Markets were higher in July, but the nature of the rise was quite different from recent months. Small and mid-sized US companies led the way as economic data came in that supported less restrictive monetary policy. Large cap US stocks also rose, but only modestly by comparison. Markets outside the US also rose, but emerging market stocks remained a relative laggard.
The reversal in fortune for smaller companies, relative to the largest of the large, was significant and an outlier in magnitude. Whether it is the start of a different market regime, or the unwind of a very crowded trade remains to be seen. We think, as with most market related activity, the causes are complex, and the attribution is open to interpretation. There are some reasons to think it could be the start of a new regime, as capital becomes less costly with lower interest rates and the regulatory regime could become more business friendly. However, an economic contraction or slowdown could delay or prevent a potential regime change.
In fixed income, bond prices saw a rise as interest rates fell and credit spreads remained historically tight. The tightness of spreads is an interesting topic, as they tend to widen out in times of stress. While the economy, on the whole, seems to be in fairly good shape, it is slowing (or normalizing, depending on the prevailing narrative) in certain ways. A growth scare, economic contraction, or crisis could cause spreads to widen. Depending on the narrative or nature of the crisis du joir, that widening could be considerable.
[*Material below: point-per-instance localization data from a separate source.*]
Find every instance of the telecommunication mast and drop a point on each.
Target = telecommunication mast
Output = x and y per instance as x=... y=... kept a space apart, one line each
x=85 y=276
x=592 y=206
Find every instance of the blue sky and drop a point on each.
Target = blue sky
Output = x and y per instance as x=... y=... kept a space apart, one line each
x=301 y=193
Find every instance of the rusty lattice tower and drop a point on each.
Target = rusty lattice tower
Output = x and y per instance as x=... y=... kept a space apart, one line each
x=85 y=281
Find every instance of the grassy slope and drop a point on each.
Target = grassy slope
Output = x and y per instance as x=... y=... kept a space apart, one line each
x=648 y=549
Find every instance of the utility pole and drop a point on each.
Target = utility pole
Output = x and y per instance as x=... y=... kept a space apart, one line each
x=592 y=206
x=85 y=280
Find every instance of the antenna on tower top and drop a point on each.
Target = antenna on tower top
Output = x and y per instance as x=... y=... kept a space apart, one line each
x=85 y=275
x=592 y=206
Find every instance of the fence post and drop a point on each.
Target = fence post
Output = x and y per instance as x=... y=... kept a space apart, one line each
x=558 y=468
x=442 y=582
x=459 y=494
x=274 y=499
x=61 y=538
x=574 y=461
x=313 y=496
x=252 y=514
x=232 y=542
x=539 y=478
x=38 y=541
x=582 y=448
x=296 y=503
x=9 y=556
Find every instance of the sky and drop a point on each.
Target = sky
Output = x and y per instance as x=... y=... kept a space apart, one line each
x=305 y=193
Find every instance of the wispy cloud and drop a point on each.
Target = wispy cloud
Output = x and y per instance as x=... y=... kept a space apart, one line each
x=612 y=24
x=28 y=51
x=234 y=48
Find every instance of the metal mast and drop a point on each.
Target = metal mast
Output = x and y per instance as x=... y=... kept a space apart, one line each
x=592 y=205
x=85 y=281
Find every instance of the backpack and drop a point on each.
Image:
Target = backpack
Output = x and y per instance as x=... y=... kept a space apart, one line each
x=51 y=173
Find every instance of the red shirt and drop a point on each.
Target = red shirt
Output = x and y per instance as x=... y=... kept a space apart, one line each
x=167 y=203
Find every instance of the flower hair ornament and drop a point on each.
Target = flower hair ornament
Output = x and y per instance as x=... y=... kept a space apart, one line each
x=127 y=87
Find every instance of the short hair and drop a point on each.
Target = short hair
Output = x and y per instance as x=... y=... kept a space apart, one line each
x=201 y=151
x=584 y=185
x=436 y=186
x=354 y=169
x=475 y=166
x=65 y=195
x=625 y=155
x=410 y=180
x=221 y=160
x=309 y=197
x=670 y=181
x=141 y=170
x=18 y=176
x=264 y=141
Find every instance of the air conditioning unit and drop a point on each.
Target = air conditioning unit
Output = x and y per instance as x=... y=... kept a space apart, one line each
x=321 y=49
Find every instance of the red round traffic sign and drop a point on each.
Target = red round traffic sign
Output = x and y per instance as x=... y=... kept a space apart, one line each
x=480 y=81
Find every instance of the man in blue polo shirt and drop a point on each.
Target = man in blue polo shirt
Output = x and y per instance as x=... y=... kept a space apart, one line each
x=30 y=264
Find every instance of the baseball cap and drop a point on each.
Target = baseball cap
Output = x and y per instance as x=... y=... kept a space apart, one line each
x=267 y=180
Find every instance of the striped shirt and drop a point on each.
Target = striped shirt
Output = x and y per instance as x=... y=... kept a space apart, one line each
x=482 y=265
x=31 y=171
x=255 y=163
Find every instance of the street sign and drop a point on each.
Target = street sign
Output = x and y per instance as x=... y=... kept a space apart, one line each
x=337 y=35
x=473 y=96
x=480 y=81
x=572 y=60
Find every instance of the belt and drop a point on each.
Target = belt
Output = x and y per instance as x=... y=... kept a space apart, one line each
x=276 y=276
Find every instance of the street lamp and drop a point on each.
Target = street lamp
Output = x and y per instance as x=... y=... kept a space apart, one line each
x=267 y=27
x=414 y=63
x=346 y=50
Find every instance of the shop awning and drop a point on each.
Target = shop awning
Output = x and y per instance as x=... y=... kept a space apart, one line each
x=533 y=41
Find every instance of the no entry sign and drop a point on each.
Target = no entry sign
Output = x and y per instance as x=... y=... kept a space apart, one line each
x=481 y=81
As we write this, there are numerous uncertainties and August is off to a volatile start. From an economic perspective, inflation appears to be cooling along with the labor market. There are reasons to think the inflation outlook is on a better, more sustainable path, as housing inflation finally appears to be decelerating. Whether inflation cools to the Fed’s target, and stays there, is an open question. The labor market seems to be normalizing but there’s a risk it weakens further and leads to a growth scare or recession. Currently, the Fed seems more concerned about the labor market than the inflation outlook and preparing to embark on an easing cycle. While some commentators think the Fed is already behind the curve, that may or may not be true. Our stance is to take them at their word and look for opportunities as they arise.